NFT “Random” Airdrop
zkSync officially airdropped NFTs to 10,000 “random” addresses within its ecosystem. However, it was later exposed that these “random” addresses were mostly starting with 0x0, including some with zero transactions or only 1–2 non-active transactions. Under public pressure, the team clarified that their definition of “random” was inaccurate—it actually meant the first 10,000 qualified addresses.

This NFT “random” airdrop became the trigger for zkSync’s sharp TVL decline. In just one week, TVL dropped by nearly $80 million—a decrease of over 16%.
Meanwhile, zkSync’s competitor—another potentially tokenized project, StarkNet—saw its TVL rise nearly 35% during the same period.
It’s reasonable to believe that such significant inter-chain capital shifts were largely caused by yield farmers changing strategies.


This further confirms that zkSync has very few users with genuine on-chain demand. Its ecosystem’s prosperity is “fake”—driven purely by expectations of a future token launch.

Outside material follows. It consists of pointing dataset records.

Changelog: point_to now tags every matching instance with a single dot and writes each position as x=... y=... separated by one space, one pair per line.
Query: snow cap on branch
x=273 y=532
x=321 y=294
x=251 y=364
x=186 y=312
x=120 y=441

For the two established players, Arbitrum and OP, both have already launched tokens. While retroactive airdrop expectations still exist, it’s undeniable that Arbitrum and OP host many users with real, diverse trading needs.
Here, I can state quite subjectively: without farming users, zkSync would be nothing.
Faced with such an ecosystem and so-called “active” users, let me boldly ask: Would zkSync dare to launch its token now? Once the token expectation is removed, it becomes immediately clear who truly stands strong.
Finally, as always said: Only when the tide goes out do you discover who’s been swimming naked.